2011 News

Getting Twitchy!

Great Gery Shrike, Slievenacloy
The Attraction of Rare Birds
In my younger days I have to admit that I did do some chasing around after rare and unusual birds. These days though I am normally much happier photographing more common or expected wildlife closer to home.

In the past few weeks though there have been two birds found which have definitely got my attention and the urge to go and see them. The first was a White-winged Scoter found on the coast of County Kerry. The costs, logistics and time commitment though are completely out of the question on that one I am afraid.

At the end of last week though a bird closer to home had all the attraction without having to leave County Antrim. A Great Grey Shrike was found at the Ulster Wildlife Trusts Slievenacloy Nature Reserve in the hills north of Belfast. Work commitments meant getting up there on Thursday and Friday was out the question. So early(ish) on Saturday I set off and wasn't disappointed.

These stunning bird breed in Scandinavia and continental Europe and are regular though scarce winter visitors in England and Scotland. They are however very rare in Northern Ireland with only four confirmed records in the 20th Century.

Sometimes known as the butcher bird they live on beetles, insects and sometimes small mammals and birds. Often they will impale their prey on a thorn or spike, forming a larder which they can feed from in the future.

Unfortunately from a photography point of view I never got an opportunity to get close enough for a decent shot, but it was great to watch hunting and flitting between bushes. Over the three or four hours I was there caught with few friends and acquaintances and hopefully made some new ones. Birders from almost every part of Ireland have made the journey up to see this bird.

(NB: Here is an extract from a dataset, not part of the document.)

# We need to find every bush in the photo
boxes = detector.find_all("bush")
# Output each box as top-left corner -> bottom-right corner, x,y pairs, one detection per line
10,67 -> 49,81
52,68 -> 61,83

Following a morning at Slievenacloy I made a quick visit to Stoneyford reservoir were there at least two singing Willow Warbler, Great Crested Grebes and Shoveler. On the way home I had an unsuccessful visit to Slemish to look for a male Ring Ouzel which had been present and giving amazingly close views earlier in the week. Though 8 or so Wheatears, several Ravens and a Kestrel did partially make its absence.

Hopefully if the Shrike stays I will get up later in the week and get some better images.